Improper Transfer by CNA Results in Resident Fracture
Penalty
Summary
A deficiency occurred when a Certified Nurse Aide (CNA) failed to follow proper transfer procedures for a dependent resident, resulting in a fractured femur. The resident, who had severe cognitive impairment and was dependent on staff for mobility, was left alone in her room in a geri-chair by a family member. The assigned CNA later entered the room and transferred the resident from the chair to the bed without assistance, using an improper lifting technique by placing one arm under the legs and one under the arms. The CNA admitted to performing the transfer alone and acknowledged that the method used was inappropriate and could cause injury, but stated she felt comfortable due to the resident's small size and her own strength.

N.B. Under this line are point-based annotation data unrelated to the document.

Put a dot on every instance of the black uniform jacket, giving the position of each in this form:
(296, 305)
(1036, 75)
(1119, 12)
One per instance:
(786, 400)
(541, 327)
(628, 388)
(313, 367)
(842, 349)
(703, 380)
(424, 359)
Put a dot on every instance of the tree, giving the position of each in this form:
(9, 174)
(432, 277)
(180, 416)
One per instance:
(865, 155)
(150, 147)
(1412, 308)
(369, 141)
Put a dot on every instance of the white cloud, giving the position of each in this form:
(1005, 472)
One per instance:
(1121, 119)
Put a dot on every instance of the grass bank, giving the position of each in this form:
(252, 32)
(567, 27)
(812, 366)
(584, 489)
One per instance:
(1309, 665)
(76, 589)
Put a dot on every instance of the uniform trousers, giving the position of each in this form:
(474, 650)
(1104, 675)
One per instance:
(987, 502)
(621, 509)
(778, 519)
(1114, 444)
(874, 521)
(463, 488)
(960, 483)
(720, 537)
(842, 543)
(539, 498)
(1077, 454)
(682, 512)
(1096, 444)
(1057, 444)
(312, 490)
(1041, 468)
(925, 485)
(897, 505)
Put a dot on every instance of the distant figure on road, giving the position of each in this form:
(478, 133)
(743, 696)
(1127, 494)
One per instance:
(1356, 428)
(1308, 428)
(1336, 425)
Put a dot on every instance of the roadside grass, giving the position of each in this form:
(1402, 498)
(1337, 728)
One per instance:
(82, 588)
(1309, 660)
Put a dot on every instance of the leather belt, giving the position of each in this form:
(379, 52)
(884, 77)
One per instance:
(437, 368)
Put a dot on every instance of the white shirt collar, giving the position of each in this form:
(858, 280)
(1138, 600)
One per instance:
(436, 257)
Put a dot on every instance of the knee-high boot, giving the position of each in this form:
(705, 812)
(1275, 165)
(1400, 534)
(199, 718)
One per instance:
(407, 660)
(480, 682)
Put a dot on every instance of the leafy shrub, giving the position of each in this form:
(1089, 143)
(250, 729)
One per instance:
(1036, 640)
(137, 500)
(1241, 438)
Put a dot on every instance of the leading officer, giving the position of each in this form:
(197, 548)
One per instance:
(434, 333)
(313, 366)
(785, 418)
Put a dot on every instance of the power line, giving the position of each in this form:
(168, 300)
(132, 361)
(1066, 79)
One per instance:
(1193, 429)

At the time, the resident had a lift pad under her, as staff had previously used a mechanical lift for transfers earlier that day. The resident's care plan and therapy recommendations indicated she required maximal assistance with a stand-and-pivot transfer, and staff were expected to use a mechanical lift if the resident appeared too weak or unstable. Following the transfer, staff discovered the resident had a swollen and painful left hip, which was later diagnosed as a significantly displaced and angulated periprosthetic fracture of the proximal femoral shaft, with severe osteopenia noted. The incident was reported to the DON, who initiated an investigation, and the CNA was suspended pending the outcome. Interviews with staff and review of records confirmed that the CNA did not follow established protocols for safe resident transfers, directly leading to the resident's injury.